Noch ist das Gesetz im Entwurfsstadium, heute soll es in erster Lesung im Landtag behandelt werden. Am 24. April startet dann die Expertenanhörung. Doch schon jetzt ist der Aufschrei von Kritikern laut: Das geplante Psychisch-Kranken-Hilfe-Gesetz der Staatsregierung ist nach Einschätzung der Vorsitzenden des Gesundheitsausschusses des Bayerischen Landtags, Kathrin Sonnenholzner (SPD), "eine Katastrophe für die psychisch Kranken".

"Die Staatsregierung stellt die Grundrechte psychisch kranker Bürger zur Disposition", so Martin Hagen, Spitzenkandidat der FDP Bayern zur Landtagswahl. "Das Gesetz dient nicht der Hilfe, sondern der Stigmatisierung von psychisch Kranken. " Es könne nicht sein, dass etwa depressive Menschen künftig wie Straftäter behandelt würden.

"Erst das umstrittene Polizeiaufgabengesetz, jetzt das Psychisch-Kranken-Hilfe-Gesetz. Die Staatsregierung setzt ihren sicherheitspolitischen Amoklauf fort und will ihre Law-and-Order-Politik nun auch auf Kosten psychisch kranker Menschen forcieren", meint AfD-Landeschef Martin Sichert.

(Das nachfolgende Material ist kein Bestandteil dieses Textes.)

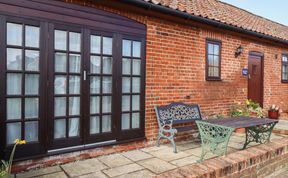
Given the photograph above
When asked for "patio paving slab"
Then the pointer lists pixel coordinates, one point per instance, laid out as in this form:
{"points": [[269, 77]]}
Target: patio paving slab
{"points": [[39, 172], [137, 155], [117, 171], [83, 167], [157, 165], [115, 160]]}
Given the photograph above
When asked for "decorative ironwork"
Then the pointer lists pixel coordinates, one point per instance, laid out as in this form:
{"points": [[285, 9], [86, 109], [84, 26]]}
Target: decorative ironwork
{"points": [[214, 138]]}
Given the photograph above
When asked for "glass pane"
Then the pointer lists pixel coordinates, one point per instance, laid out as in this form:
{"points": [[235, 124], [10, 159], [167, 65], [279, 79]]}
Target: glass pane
{"points": [[125, 103], [126, 66], [107, 85], [136, 49], [125, 121], [74, 106], [106, 123], [31, 60], [126, 85], [135, 120], [74, 85], [73, 127], [75, 63], [94, 105], [60, 84], [94, 85], [126, 48], [60, 106], [94, 125], [14, 59], [136, 84], [31, 107], [106, 104], [95, 62], [13, 132], [13, 108], [95, 44], [31, 131], [14, 34], [60, 41], [60, 62], [107, 65], [135, 102], [74, 41], [107, 45], [60, 128], [14, 84], [32, 36], [31, 84], [136, 67]]}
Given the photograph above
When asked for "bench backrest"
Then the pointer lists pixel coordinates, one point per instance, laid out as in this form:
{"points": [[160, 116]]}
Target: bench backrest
{"points": [[178, 112]]}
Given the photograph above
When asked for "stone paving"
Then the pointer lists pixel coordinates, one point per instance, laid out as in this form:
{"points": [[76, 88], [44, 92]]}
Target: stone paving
{"points": [[146, 162]]}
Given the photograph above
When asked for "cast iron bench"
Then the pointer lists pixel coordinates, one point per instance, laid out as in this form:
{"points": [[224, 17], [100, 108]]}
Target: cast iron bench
{"points": [[175, 113], [215, 133]]}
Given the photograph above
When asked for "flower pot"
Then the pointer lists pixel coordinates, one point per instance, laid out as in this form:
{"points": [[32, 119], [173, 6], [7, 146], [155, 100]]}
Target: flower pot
{"points": [[273, 114]]}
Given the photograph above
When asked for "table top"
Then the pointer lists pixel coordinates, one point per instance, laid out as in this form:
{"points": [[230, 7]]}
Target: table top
{"points": [[241, 122]]}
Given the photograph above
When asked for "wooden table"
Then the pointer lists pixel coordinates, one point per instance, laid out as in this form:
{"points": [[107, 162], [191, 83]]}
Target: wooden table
{"points": [[215, 133]]}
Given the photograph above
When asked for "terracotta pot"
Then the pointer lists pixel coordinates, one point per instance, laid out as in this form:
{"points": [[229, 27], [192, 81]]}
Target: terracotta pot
{"points": [[273, 114]]}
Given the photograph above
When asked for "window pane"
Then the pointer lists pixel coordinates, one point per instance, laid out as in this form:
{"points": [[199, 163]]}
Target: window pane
{"points": [[32, 36], [60, 128], [14, 84], [95, 105], [126, 66], [60, 40], [14, 59], [126, 48], [74, 85], [135, 102], [107, 65], [13, 108], [75, 63], [31, 131], [125, 121], [60, 106], [106, 123], [14, 34], [106, 104], [136, 49], [13, 132], [31, 107], [95, 64], [95, 44], [60, 62], [125, 103], [31, 84], [135, 120], [74, 41], [73, 127], [60, 84], [136, 84], [31, 60], [136, 67], [94, 125], [107, 45], [126, 85], [74, 106]]}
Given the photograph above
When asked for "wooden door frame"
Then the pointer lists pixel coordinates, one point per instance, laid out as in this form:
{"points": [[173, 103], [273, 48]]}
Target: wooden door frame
{"points": [[261, 55]]}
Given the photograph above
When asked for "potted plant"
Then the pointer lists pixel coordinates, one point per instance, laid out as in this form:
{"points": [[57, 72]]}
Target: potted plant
{"points": [[273, 112]]}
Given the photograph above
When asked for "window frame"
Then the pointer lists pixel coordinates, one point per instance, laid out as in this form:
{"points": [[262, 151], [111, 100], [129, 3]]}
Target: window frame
{"points": [[282, 64], [214, 42]]}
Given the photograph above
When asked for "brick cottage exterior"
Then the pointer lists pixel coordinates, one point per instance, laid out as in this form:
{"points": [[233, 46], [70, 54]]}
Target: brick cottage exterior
{"points": [[175, 37]]}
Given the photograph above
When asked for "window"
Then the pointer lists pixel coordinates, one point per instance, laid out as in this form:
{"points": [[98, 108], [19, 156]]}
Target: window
{"points": [[213, 60], [285, 68]]}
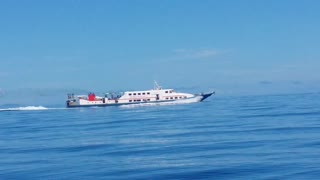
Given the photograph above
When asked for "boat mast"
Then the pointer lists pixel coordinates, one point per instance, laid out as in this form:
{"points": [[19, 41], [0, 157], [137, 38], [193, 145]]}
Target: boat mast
{"points": [[157, 86]]}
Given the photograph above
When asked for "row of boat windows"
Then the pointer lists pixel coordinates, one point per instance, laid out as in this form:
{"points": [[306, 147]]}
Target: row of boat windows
{"points": [[167, 98], [139, 100], [144, 93], [139, 93], [176, 97]]}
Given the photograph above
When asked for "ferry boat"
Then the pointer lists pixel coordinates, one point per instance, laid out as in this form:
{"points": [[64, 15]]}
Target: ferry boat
{"points": [[155, 95]]}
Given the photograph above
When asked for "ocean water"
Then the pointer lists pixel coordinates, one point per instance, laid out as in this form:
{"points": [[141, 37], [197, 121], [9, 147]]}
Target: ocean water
{"points": [[249, 137]]}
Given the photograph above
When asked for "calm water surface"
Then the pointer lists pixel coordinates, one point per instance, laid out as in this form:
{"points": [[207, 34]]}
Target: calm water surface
{"points": [[254, 137]]}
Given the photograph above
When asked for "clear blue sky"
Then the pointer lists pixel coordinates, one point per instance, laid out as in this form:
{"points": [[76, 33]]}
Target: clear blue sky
{"points": [[264, 46]]}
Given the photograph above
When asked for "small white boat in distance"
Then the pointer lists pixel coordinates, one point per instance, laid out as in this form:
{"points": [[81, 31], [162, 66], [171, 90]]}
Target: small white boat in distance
{"points": [[156, 95]]}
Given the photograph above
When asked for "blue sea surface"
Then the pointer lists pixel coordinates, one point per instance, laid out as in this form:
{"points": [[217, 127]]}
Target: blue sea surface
{"points": [[248, 137]]}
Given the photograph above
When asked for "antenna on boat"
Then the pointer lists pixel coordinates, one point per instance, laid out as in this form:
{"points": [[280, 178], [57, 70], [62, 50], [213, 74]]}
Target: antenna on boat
{"points": [[156, 86]]}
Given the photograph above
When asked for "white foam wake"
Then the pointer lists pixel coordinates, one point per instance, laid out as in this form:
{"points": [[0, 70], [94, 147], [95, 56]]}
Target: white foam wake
{"points": [[180, 101], [26, 108]]}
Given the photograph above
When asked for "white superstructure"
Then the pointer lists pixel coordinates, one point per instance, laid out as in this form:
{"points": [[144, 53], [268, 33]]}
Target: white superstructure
{"points": [[132, 97]]}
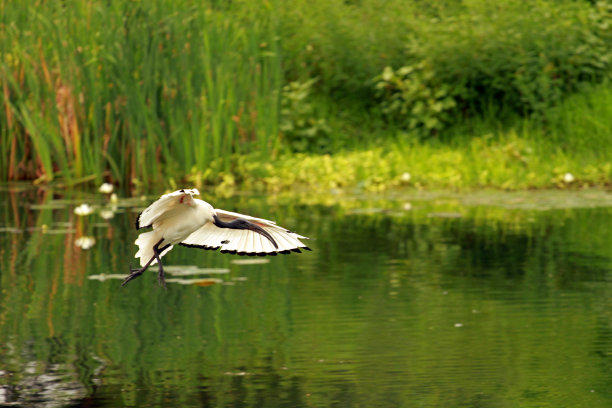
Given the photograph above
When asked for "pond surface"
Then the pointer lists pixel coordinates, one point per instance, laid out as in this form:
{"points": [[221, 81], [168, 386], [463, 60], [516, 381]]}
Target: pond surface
{"points": [[437, 300]]}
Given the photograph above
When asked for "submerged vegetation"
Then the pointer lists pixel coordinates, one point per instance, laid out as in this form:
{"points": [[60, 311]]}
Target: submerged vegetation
{"points": [[317, 95]]}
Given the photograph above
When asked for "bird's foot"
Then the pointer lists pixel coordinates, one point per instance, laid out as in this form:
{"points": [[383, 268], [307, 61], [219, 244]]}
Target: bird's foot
{"points": [[161, 279], [134, 273]]}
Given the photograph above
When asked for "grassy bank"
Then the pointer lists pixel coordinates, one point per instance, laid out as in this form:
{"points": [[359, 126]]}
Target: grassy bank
{"points": [[314, 94], [570, 148]]}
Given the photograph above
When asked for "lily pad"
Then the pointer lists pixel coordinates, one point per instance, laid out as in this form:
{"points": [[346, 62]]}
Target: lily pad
{"points": [[254, 261]]}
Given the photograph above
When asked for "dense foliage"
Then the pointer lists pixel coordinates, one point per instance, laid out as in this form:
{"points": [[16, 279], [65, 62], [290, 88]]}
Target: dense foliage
{"points": [[136, 91]]}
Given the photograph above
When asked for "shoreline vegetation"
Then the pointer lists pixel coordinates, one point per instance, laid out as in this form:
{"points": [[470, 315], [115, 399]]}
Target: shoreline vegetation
{"points": [[315, 96]]}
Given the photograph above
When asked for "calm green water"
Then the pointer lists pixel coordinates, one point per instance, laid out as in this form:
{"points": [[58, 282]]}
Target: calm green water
{"points": [[441, 301]]}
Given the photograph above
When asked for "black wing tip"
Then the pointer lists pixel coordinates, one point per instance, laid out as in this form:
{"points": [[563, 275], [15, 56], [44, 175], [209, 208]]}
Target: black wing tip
{"points": [[208, 248]]}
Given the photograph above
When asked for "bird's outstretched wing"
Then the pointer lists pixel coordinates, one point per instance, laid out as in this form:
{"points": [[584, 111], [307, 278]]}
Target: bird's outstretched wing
{"points": [[161, 206], [245, 241]]}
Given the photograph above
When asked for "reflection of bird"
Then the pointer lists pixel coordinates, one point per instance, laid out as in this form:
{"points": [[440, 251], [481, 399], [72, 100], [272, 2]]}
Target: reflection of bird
{"points": [[178, 218]]}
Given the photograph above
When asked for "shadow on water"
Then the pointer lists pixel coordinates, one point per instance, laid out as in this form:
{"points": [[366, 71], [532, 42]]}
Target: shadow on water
{"points": [[440, 300]]}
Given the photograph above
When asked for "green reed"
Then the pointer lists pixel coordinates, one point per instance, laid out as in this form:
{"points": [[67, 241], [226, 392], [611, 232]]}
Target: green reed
{"points": [[134, 91]]}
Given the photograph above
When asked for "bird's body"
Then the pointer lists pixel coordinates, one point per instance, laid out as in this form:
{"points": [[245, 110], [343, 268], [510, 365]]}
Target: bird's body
{"points": [[178, 218]]}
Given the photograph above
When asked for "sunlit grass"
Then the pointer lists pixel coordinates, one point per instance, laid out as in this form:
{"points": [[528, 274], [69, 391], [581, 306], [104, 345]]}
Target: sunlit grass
{"points": [[134, 92]]}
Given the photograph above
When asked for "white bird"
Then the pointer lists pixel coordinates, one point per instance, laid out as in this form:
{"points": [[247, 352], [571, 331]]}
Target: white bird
{"points": [[178, 218]]}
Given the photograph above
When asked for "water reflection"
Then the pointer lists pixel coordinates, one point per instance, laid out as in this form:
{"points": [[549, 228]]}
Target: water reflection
{"points": [[445, 302]]}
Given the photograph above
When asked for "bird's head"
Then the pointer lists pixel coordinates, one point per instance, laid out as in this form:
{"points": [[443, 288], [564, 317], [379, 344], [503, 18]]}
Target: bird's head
{"points": [[187, 196]]}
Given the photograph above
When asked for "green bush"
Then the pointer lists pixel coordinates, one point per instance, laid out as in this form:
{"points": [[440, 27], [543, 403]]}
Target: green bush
{"points": [[413, 96], [524, 56], [300, 127]]}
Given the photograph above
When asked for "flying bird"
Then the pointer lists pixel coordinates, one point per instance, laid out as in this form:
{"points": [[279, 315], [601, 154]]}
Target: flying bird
{"points": [[178, 218]]}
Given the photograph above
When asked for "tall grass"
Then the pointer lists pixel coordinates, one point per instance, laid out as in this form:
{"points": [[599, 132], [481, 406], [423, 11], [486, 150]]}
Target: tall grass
{"points": [[134, 91]]}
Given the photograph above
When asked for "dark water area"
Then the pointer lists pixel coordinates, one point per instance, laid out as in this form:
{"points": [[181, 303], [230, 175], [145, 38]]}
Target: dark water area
{"points": [[406, 300]]}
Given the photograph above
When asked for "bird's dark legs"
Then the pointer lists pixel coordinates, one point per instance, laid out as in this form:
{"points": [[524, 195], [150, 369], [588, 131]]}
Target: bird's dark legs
{"points": [[161, 279], [156, 255]]}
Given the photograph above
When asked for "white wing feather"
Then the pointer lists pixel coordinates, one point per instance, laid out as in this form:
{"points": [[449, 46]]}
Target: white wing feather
{"points": [[244, 242]]}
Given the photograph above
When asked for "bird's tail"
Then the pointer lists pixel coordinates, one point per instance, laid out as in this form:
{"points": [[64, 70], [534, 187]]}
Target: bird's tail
{"points": [[145, 242]]}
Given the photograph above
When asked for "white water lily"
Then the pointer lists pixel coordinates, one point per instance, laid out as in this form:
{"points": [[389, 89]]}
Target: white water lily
{"points": [[85, 242], [83, 209], [106, 188], [107, 213]]}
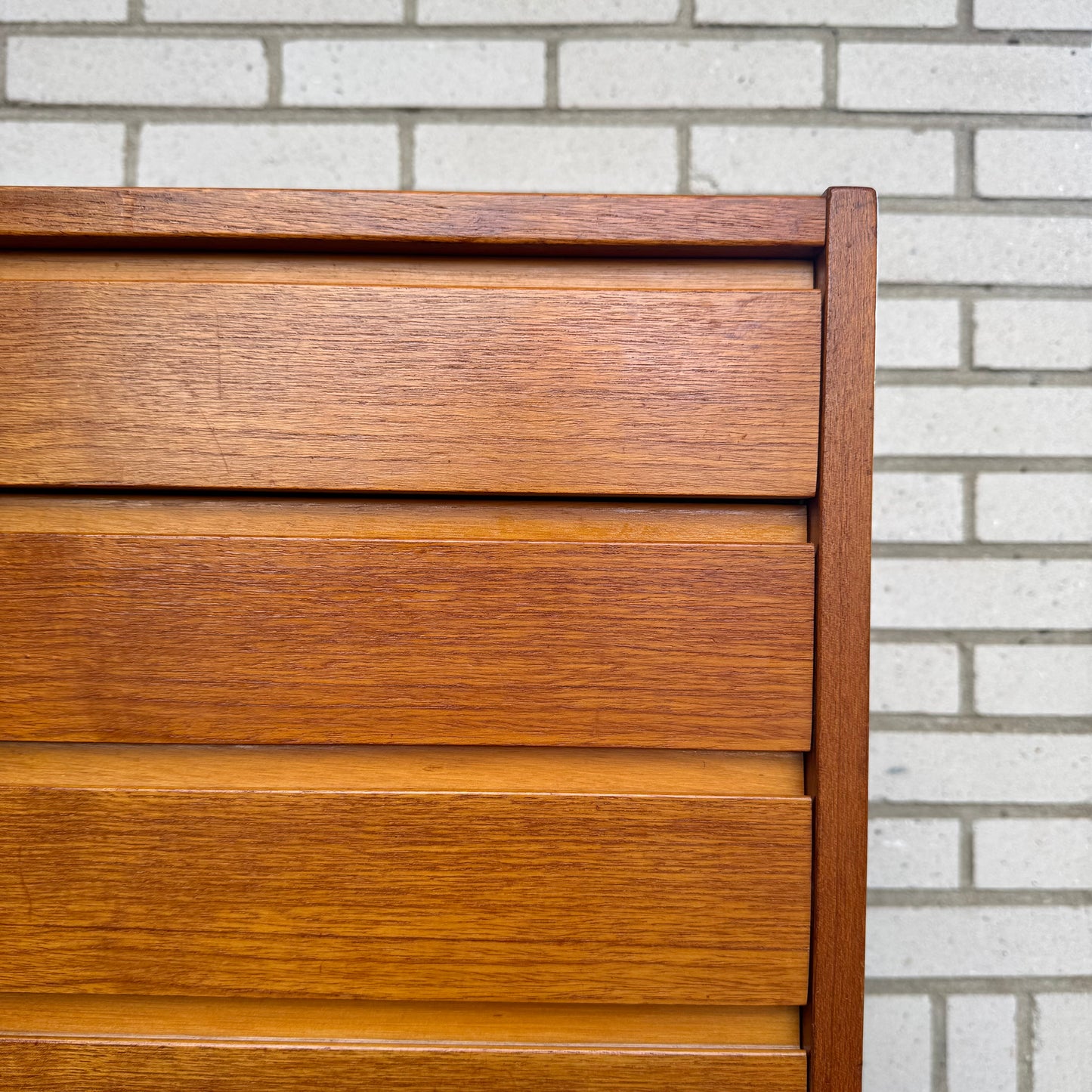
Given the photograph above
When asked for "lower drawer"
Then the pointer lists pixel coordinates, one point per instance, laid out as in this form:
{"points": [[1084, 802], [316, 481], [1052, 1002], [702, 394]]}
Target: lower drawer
{"points": [[152, 1066], [405, 873]]}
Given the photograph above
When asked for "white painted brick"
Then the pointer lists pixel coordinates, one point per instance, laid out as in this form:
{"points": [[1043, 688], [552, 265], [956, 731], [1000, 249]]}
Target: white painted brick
{"points": [[982, 1043], [1053, 854], [913, 853], [63, 11], [961, 593], [1038, 14], [1035, 508], [983, 421], [1033, 333], [917, 508], [964, 79], [61, 153], [1033, 680], [571, 159], [979, 768], [1020, 163], [137, 71], [414, 73], [828, 12], [914, 679], [273, 11], [979, 942], [539, 12], [942, 249], [897, 1044], [797, 159], [917, 333], [1063, 1052], [297, 156], [645, 73]]}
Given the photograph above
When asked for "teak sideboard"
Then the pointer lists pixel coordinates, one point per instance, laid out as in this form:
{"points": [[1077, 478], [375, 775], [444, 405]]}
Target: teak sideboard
{"points": [[434, 633]]}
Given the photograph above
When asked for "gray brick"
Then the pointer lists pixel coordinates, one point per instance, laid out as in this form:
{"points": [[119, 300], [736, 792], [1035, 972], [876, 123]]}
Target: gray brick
{"points": [[1035, 508], [917, 508], [1063, 1044], [603, 159], [63, 11], [1020, 163], [704, 73], [913, 853], [914, 679], [1038, 14], [828, 12], [1033, 333], [979, 942], [979, 768], [983, 421], [988, 593], [1047, 854], [982, 1043], [61, 153], [947, 249], [897, 1044], [1033, 680], [540, 12], [964, 79], [917, 333], [414, 73], [797, 159], [273, 11], [270, 156], [137, 71]]}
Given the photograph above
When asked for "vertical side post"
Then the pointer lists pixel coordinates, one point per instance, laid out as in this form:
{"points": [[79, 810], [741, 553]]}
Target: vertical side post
{"points": [[839, 524]]}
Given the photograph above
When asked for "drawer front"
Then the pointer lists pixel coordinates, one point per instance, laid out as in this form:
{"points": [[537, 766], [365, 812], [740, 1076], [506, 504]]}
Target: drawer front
{"points": [[478, 895], [54, 1065], [410, 388], [204, 639]]}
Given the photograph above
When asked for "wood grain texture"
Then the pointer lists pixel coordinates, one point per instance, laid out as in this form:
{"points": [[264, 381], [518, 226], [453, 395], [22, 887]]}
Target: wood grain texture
{"points": [[449, 1022], [559, 223], [692, 274], [152, 1066], [838, 765], [142, 639], [451, 390], [407, 519], [527, 897], [595, 770]]}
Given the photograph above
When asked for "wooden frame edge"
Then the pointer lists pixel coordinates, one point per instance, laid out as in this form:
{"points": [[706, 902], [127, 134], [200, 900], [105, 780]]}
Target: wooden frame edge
{"points": [[411, 222], [840, 525]]}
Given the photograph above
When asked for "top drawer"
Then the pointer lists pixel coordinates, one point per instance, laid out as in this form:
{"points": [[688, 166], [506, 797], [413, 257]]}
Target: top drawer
{"points": [[686, 378]]}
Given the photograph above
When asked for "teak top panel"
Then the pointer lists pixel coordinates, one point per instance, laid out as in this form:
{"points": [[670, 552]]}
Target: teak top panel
{"points": [[410, 389], [403, 519], [236, 1018], [544, 770], [692, 274], [363, 221]]}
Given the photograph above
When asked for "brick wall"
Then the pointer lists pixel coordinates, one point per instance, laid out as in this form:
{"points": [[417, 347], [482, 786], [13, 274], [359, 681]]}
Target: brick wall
{"points": [[973, 125]]}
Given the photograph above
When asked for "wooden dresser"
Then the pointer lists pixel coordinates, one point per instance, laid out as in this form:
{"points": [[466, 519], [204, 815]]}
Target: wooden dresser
{"points": [[434, 639]]}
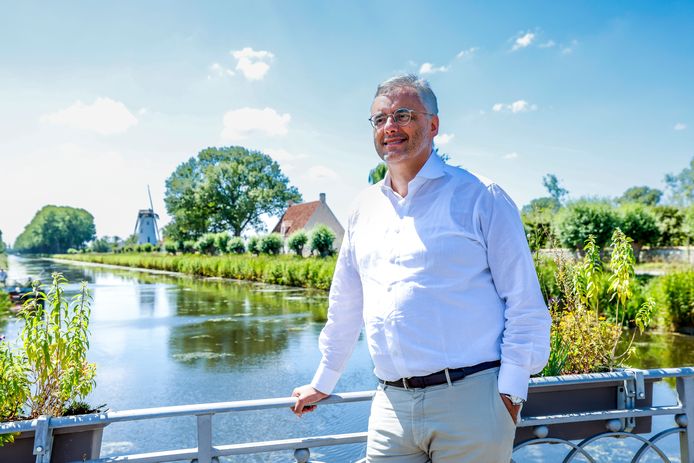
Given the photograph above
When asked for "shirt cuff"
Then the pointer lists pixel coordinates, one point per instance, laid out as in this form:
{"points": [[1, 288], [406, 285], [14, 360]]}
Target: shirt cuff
{"points": [[325, 379], [513, 380]]}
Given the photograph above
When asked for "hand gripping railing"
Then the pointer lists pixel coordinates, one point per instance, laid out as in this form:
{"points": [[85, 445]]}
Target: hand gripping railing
{"points": [[618, 422]]}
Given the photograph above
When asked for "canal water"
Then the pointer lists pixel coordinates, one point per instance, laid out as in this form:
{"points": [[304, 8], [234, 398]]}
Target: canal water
{"points": [[163, 340]]}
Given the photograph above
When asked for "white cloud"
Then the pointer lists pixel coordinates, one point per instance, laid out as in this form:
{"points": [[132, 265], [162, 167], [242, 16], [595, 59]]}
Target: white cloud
{"points": [[217, 70], [518, 106], [428, 68], [240, 123], [253, 64], [523, 41], [105, 116], [321, 173], [443, 138], [467, 53]]}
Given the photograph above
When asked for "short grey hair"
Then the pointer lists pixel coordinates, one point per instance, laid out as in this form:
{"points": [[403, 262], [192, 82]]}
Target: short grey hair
{"points": [[413, 81]]}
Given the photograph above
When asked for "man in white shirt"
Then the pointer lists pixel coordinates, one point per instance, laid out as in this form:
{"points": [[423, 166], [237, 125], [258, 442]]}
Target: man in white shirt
{"points": [[436, 267]]}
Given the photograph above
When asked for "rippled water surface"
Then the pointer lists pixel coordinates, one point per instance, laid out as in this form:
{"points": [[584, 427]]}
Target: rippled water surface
{"points": [[168, 340]]}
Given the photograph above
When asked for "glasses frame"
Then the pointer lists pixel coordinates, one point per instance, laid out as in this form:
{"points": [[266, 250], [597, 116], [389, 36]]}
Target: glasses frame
{"points": [[408, 110]]}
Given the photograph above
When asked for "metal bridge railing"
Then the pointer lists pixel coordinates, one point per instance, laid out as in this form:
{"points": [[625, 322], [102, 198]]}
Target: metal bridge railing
{"points": [[207, 452]]}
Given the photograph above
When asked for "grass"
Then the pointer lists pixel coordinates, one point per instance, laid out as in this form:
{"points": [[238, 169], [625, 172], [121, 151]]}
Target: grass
{"points": [[312, 272]]}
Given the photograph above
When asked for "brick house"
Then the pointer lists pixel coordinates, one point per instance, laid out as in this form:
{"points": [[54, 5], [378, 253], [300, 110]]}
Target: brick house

Eva Bulling-Schröter, designierte Landtags-Spitzenkandidatin der bayerischen Linken, findet: "Mit dem neuen Gesetz können psychisch Erkrankte nach Belieben weggesperrt und ihre Kommunikation überwacht werden. Die Besuche von Angehörigen oder Freunden werden stark eingeschränkt und videoüberwacht. Obendrein sollen die Diagnosen und Befunde an eine Zentralstelle weitergeben, fünf Jahre gespeichert werden. Diese hoch sensiblen Daten werden staatlichen Organen wie zum Beispiel der Polizei zur Verfügung gestellt. Die ärztliche Schweigepflicht sowie der Schutz der Krankenakten werden damit massiv aufgeweicht. "

Harsch ist auch die Kritik von Karl Vetter, gesundheitspolitischer Sprecher der Landtagsfraktion der Freien Wähler: "Der Gesetzentwurf der Staatsregierung für ein Psychisch-Kranken-Hilfe-Gesetz hat seinen Namen nicht verdient. Statt ein modernes Gesetz auf den Weg zu bringen, das Menschen in psychischen Krisen rasch wirksame Hilfen anbietet und die Entstigmatisierung psychisch Kranker voranbringt, steht der Gedanke der Gefahrenabwehr im Vordergrund. " Die Fraktionschefin der Grünen, Katharina Schulze, befand gestern, "die Datensammelwut einer neuen Generation von CSU-Law-and-Order-Politikern darf nicht auch noch psychisch erkrankte Menschen in die Nähe von Straftätern rücken".

Ministerpräsident Markus Söder (CSU) sagte gestern, man wolle niemanden stigmatisieren. "Wir nehmen die Bedenken ernst. " Die Staatsregierung ist laut Söder "offen für Verbesserungen". Klar sei aber, dass der Schutz der Bevölkerung erhalten bleibe.